Radyo Agila Southern Mindanao (DXED)
- Tagum; Philippines;
- Broadcast area: Northern Davao Region and surrounding areas
- Frequency: 1224 kHz
- Branding: DXED Radyo Agila

Programming
- Languages: Cebuano, Filipino
- Format: News, Public Affairs, Talk, Religious (Iglesia ni Cristo)
- Network: Radyo Agila

Ownership
- Owner: Eagle Broadcasting Corporation
- Sister stations: DXED-DTV (Net 25)

History
- First air date: March 7, 1988
- Call sign meaning: EBC Davao

Technical information
- Licensing authority: NTC
- Power: 10,000 watts

Links
- Website: www.radyoagila.com

= DXED-AM =

DXED (1224 AM) Radyo Agila is a radio station owned and operated by the Eagle Broadcasting Corporation.
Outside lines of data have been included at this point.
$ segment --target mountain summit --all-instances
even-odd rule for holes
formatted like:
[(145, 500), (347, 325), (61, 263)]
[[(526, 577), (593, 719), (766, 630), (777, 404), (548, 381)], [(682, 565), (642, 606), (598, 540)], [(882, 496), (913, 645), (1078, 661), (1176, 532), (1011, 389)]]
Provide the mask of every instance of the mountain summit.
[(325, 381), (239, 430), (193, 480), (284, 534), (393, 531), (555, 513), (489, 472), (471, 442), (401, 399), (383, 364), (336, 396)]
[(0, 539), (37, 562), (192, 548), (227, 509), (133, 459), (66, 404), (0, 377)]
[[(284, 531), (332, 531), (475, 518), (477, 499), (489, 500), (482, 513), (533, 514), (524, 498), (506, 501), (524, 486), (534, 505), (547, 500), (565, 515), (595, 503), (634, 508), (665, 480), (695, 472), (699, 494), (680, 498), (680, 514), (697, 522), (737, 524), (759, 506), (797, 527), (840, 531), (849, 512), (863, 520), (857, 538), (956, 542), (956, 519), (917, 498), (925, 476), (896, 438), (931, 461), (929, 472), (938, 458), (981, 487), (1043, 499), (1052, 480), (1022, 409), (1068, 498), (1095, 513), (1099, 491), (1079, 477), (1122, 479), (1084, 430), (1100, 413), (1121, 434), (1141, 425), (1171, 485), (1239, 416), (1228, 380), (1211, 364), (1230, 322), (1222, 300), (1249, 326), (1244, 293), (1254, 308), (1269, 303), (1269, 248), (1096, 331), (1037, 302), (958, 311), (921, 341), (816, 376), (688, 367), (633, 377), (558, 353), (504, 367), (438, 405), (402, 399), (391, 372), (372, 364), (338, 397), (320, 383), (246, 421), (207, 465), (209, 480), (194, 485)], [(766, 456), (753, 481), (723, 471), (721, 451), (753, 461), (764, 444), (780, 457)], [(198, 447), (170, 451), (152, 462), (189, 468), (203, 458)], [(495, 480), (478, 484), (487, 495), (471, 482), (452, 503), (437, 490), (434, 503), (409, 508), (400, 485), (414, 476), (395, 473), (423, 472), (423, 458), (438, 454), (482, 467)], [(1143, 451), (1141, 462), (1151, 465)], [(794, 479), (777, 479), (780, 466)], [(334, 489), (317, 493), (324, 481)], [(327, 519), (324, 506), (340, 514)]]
The station's studio and transmitter are located at Purok Maharlika, Lourdes Sinangcote Village II, Brgy. Magumpo East, Tagum.

The station was formerly located along J.P. Cabaguio Ave., Agdao, Davao City from its inception on March 7, 1988, to September 27, 2020, when it relocated to its present home in Tagum. It was relaunched last October 26, 2020.